Redflex agreed to pay half the $20 million by the end of this year, and the other half in "various annual installments by the end of 2023," barring any extensions.
The company touted its own internal review of the bribery allegations, cooperation with government authorities, and acceptance of responsibility in the crimes.
Redflex claims that it "remains financially strong."
However, a December article on Newspaper.com — a site that follows photo-enforcement issues closely — states that the legal troubles continue to have financial fallout on Redflex
"Continued negative public sentiment means that the US photo enforcement market continues to be a low/no growth market," the site quotes from an Australian Securities Exchange notice.

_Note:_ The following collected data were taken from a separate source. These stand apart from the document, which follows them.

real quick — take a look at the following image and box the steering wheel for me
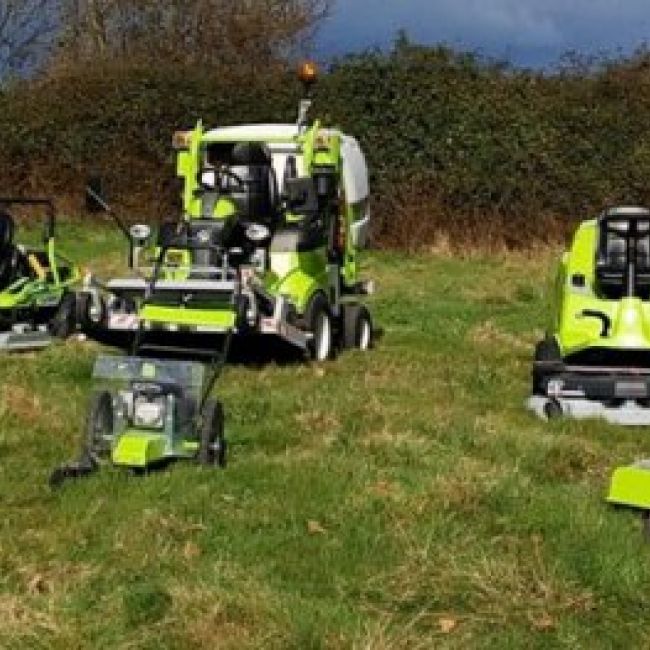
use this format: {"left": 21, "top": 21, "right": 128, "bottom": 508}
{"left": 198, "top": 167, "right": 244, "bottom": 193}
{"left": 0, "top": 247, "right": 20, "bottom": 288}
{"left": 218, "top": 166, "right": 244, "bottom": 189}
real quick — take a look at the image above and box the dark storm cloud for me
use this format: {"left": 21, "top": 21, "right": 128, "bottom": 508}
{"left": 318, "top": 0, "right": 650, "bottom": 66}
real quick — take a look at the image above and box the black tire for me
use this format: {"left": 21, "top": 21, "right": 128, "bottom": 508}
{"left": 76, "top": 292, "right": 107, "bottom": 332}
{"left": 341, "top": 303, "right": 373, "bottom": 351}
{"left": 199, "top": 399, "right": 226, "bottom": 467}
{"left": 85, "top": 391, "right": 114, "bottom": 457}
{"left": 543, "top": 398, "right": 563, "bottom": 420}
{"left": 305, "top": 293, "right": 334, "bottom": 362}
{"left": 49, "top": 292, "right": 77, "bottom": 339}
{"left": 532, "top": 337, "right": 562, "bottom": 395}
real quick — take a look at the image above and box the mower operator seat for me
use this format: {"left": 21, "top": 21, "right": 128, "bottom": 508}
{"left": 595, "top": 207, "right": 650, "bottom": 299}
{"left": 0, "top": 210, "right": 20, "bottom": 289}
{"left": 228, "top": 142, "right": 278, "bottom": 226}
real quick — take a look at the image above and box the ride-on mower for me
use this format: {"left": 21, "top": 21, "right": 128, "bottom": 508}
{"left": 78, "top": 62, "right": 374, "bottom": 361}
{"left": 528, "top": 206, "right": 650, "bottom": 424}
{"left": 0, "top": 198, "right": 79, "bottom": 351}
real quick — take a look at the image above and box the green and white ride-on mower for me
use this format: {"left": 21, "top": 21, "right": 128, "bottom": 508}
{"left": 78, "top": 63, "right": 374, "bottom": 361}
{"left": 528, "top": 206, "right": 650, "bottom": 424}
{"left": 50, "top": 353, "right": 227, "bottom": 487}
{"left": 0, "top": 198, "right": 80, "bottom": 351}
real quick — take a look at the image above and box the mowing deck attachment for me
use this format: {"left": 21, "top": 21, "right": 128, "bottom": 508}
{"left": 607, "top": 460, "right": 650, "bottom": 539}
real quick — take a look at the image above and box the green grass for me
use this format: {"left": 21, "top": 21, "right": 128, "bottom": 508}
{"left": 1, "top": 225, "right": 650, "bottom": 648}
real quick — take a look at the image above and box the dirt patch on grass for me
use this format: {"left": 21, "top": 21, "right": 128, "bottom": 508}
{"left": 168, "top": 576, "right": 278, "bottom": 650}
{"left": 0, "top": 385, "right": 50, "bottom": 429}
{"left": 424, "top": 458, "right": 504, "bottom": 516}
{"left": 468, "top": 320, "right": 535, "bottom": 352}
{"left": 0, "top": 594, "right": 64, "bottom": 641}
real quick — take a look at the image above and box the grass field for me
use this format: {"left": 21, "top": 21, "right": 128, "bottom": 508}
{"left": 2, "top": 223, "right": 650, "bottom": 648}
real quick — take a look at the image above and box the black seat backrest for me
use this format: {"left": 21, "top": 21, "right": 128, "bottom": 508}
{"left": 595, "top": 216, "right": 650, "bottom": 299}
{"left": 270, "top": 177, "right": 326, "bottom": 253}
{"left": 284, "top": 177, "right": 319, "bottom": 218}
{"left": 228, "top": 143, "right": 278, "bottom": 224}
{"left": 638, "top": 236, "right": 650, "bottom": 270}
{"left": 0, "top": 210, "right": 19, "bottom": 289}
{"left": 596, "top": 227, "right": 627, "bottom": 299}
{"left": 636, "top": 234, "right": 650, "bottom": 299}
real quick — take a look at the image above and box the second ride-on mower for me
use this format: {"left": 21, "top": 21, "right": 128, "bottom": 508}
{"left": 0, "top": 198, "right": 79, "bottom": 351}
{"left": 528, "top": 206, "right": 650, "bottom": 424}
{"left": 78, "top": 62, "right": 374, "bottom": 361}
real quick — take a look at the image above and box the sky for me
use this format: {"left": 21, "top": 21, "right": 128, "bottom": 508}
{"left": 317, "top": 0, "right": 650, "bottom": 68}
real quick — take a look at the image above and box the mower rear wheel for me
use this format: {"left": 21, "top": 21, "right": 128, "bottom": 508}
{"left": 532, "top": 337, "right": 562, "bottom": 395}
{"left": 86, "top": 391, "right": 114, "bottom": 457}
{"left": 49, "top": 292, "right": 77, "bottom": 338}
{"left": 306, "top": 294, "right": 333, "bottom": 362}
{"left": 199, "top": 399, "right": 226, "bottom": 467}
{"left": 76, "top": 292, "right": 107, "bottom": 331}
{"left": 543, "top": 398, "right": 563, "bottom": 420}
{"left": 341, "top": 303, "right": 373, "bottom": 351}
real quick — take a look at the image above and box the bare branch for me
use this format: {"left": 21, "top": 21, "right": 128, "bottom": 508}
{"left": 54, "top": 0, "right": 331, "bottom": 69}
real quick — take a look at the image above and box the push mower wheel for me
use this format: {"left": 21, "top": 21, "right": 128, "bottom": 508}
{"left": 49, "top": 292, "right": 77, "bottom": 338}
{"left": 341, "top": 303, "right": 373, "bottom": 351}
{"left": 199, "top": 399, "right": 226, "bottom": 467}
{"left": 306, "top": 293, "right": 334, "bottom": 362}
{"left": 85, "top": 391, "right": 114, "bottom": 457}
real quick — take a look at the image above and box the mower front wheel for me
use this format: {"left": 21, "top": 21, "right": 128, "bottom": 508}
{"left": 341, "top": 303, "right": 373, "bottom": 351}
{"left": 76, "top": 292, "right": 107, "bottom": 332}
{"left": 306, "top": 294, "right": 334, "bottom": 362}
{"left": 49, "top": 292, "right": 77, "bottom": 338}
{"left": 199, "top": 399, "right": 227, "bottom": 467}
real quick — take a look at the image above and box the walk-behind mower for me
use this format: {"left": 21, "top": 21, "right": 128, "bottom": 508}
{"left": 528, "top": 206, "right": 650, "bottom": 424}
{"left": 78, "top": 62, "right": 374, "bottom": 361}
{"left": 0, "top": 198, "right": 80, "bottom": 351}
{"left": 49, "top": 352, "right": 227, "bottom": 487}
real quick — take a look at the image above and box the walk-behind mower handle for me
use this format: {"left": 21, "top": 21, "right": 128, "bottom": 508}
{"left": 0, "top": 197, "right": 55, "bottom": 242}
{"left": 84, "top": 185, "right": 132, "bottom": 241}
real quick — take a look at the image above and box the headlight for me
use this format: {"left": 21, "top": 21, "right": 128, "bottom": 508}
{"left": 197, "top": 229, "right": 211, "bottom": 244}
{"left": 130, "top": 224, "right": 151, "bottom": 244}
{"left": 133, "top": 396, "right": 166, "bottom": 429}
{"left": 246, "top": 223, "right": 270, "bottom": 242}
{"left": 200, "top": 170, "right": 216, "bottom": 190}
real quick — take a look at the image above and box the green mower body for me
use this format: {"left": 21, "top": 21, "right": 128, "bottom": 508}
{"left": 85, "top": 355, "right": 224, "bottom": 470}
{"left": 607, "top": 462, "right": 650, "bottom": 509}
{"left": 81, "top": 85, "right": 373, "bottom": 361}
{"left": 0, "top": 199, "right": 80, "bottom": 350}
{"left": 529, "top": 206, "right": 650, "bottom": 423}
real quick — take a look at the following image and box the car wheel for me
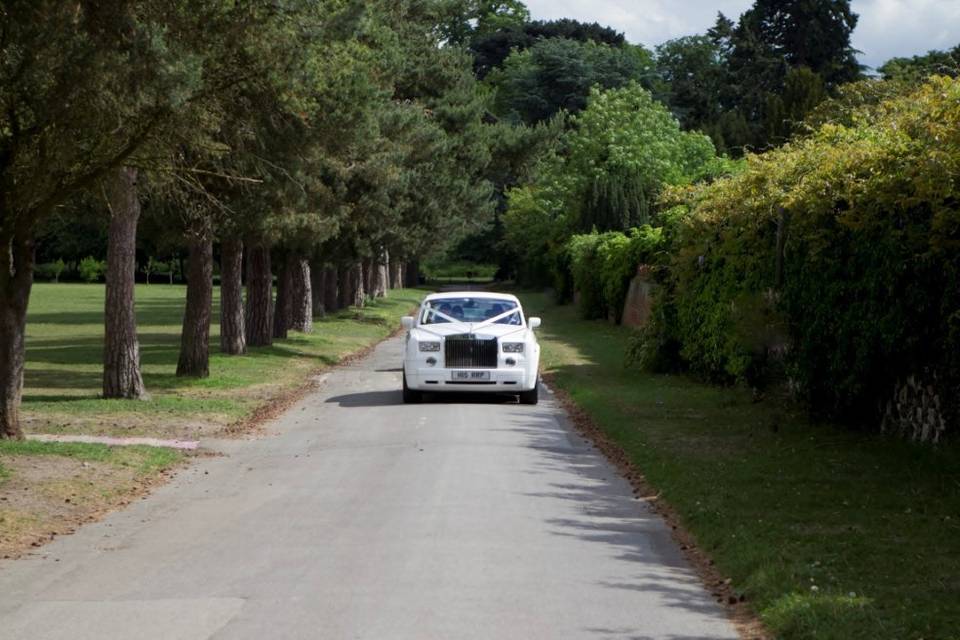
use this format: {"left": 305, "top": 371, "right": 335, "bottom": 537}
{"left": 402, "top": 372, "right": 422, "bottom": 404}
{"left": 519, "top": 379, "right": 539, "bottom": 405}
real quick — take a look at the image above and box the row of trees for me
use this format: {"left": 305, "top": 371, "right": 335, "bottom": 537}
{"left": 449, "top": 0, "right": 862, "bottom": 154}
{"left": 0, "top": 0, "right": 525, "bottom": 439}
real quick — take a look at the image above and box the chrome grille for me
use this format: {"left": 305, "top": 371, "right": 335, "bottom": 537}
{"left": 444, "top": 335, "right": 498, "bottom": 369}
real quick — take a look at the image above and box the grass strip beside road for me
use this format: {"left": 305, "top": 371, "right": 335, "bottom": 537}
{"left": 0, "top": 439, "right": 184, "bottom": 558}
{"left": 520, "top": 291, "right": 960, "bottom": 640}
{"left": 23, "top": 283, "right": 427, "bottom": 439}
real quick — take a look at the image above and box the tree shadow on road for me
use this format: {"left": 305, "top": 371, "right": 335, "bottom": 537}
{"left": 325, "top": 390, "right": 520, "bottom": 407}
{"left": 493, "top": 404, "right": 737, "bottom": 638}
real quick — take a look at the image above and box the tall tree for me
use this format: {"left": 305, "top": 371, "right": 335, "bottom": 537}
{"left": 487, "top": 38, "right": 656, "bottom": 124}
{"left": 725, "top": 0, "right": 862, "bottom": 149}
{"left": 468, "top": 17, "right": 626, "bottom": 78}
{"left": 0, "top": 1, "right": 210, "bottom": 434}
{"left": 656, "top": 36, "right": 727, "bottom": 137}
{"left": 739, "top": 0, "right": 861, "bottom": 88}
{"left": 102, "top": 167, "right": 148, "bottom": 398}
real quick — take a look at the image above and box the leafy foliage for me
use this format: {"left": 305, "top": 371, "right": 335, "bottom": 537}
{"left": 502, "top": 83, "right": 733, "bottom": 294}
{"left": 486, "top": 39, "right": 655, "bottom": 124}
{"left": 467, "top": 17, "right": 626, "bottom": 78}
{"left": 650, "top": 77, "right": 960, "bottom": 428}
{"left": 878, "top": 45, "right": 960, "bottom": 82}
{"left": 566, "top": 227, "right": 665, "bottom": 321}
{"left": 78, "top": 257, "right": 106, "bottom": 283}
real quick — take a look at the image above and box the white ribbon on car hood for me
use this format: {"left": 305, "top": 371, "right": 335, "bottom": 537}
{"left": 414, "top": 306, "right": 527, "bottom": 339}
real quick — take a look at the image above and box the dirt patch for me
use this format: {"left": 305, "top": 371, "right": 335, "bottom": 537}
{"left": 0, "top": 455, "right": 180, "bottom": 559}
{"left": 544, "top": 373, "right": 770, "bottom": 640}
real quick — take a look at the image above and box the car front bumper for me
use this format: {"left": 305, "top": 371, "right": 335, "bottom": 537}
{"left": 404, "top": 364, "right": 538, "bottom": 392}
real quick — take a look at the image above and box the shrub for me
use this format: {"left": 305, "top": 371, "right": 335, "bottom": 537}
{"left": 78, "top": 256, "right": 105, "bottom": 283}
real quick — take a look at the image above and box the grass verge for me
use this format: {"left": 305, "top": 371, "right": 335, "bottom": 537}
{"left": 23, "top": 283, "right": 427, "bottom": 438}
{"left": 0, "top": 440, "right": 184, "bottom": 558}
{"left": 520, "top": 291, "right": 960, "bottom": 640}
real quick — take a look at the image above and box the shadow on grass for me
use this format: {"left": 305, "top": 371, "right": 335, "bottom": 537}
{"left": 21, "top": 394, "right": 101, "bottom": 403}
{"left": 26, "top": 334, "right": 183, "bottom": 367}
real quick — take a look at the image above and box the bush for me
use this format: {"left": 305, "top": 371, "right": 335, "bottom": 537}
{"left": 625, "top": 288, "right": 682, "bottom": 372}
{"left": 78, "top": 256, "right": 105, "bottom": 283}
{"left": 649, "top": 76, "right": 960, "bottom": 431}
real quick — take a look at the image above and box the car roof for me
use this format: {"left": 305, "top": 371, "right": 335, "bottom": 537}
{"left": 423, "top": 291, "right": 520, "bottom": 303}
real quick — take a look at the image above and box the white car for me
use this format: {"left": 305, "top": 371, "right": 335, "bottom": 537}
{"left": 400, "top": 292, "right": 542, "bottom": 404}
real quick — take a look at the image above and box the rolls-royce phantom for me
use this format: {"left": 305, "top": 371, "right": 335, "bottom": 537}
{"left": 400, "top": 292, "right": 541, "bottom": 404}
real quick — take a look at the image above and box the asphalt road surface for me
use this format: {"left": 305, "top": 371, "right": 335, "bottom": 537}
{"left": 0, "top": 336, "right": 739, "bottom": 640}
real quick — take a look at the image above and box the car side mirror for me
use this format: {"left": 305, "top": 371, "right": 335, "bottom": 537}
{"left": 401, "top": 316, "right": 415, "bottom": 330}
{"left": 528, "top": 317, "right": 541, "bottom": 329}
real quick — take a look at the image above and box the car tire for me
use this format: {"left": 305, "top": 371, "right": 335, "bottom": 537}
{"left": 519, "top": 379, "right": 539, "bottom": 405}
{"left": 402, "top": 372, "right": 422, "bottom": 404}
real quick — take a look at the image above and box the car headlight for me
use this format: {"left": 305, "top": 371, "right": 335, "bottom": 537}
{"left": 418, "top": 341, "right": 441, "bottom": 352}
{"left": 502, "top": 342, "right": 524, "bottom": 353}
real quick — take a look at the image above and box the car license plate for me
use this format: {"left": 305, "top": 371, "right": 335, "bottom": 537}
{"left": 452, "top": 371, "right": 491, "bottom": 381}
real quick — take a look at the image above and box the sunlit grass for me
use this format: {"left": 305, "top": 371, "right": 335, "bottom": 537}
{"left": 23, "top": 283, "right": 426, "bottom": 437}
{"left": 0, "top": 439, "right": 183, "bottom": 473}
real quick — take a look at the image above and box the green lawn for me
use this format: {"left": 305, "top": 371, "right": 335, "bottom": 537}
{"left": 23, "top": 283, "right": 426, "bottom": 437}
{"left": 521, "top": 291, "right": 960, "bottom": 640}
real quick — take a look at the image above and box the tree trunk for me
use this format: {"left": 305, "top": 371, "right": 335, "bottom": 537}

The company, with a market value in December of $38 million, once feared a court award in the case of more than $300 million.
Michael Cavaiola, Redflex's spokesman in Arizona, told New Times that the new logo — a green infinity loop — was designed to "refresh the brand."
Although a former Redflex vice president once alleged that the company used bribery routinely in other states, no proof of bribery in Arizona ever surfaced.
Redflex also ran Arizona's controversial and unpopular freeway-camera program from 2008 to 2010.
In 2009, a man who was angry over the freeway program fatally shot a Redflex van operator in Phoenix. He claimed he didn't know the van was occupied, and received a 22-year prison term.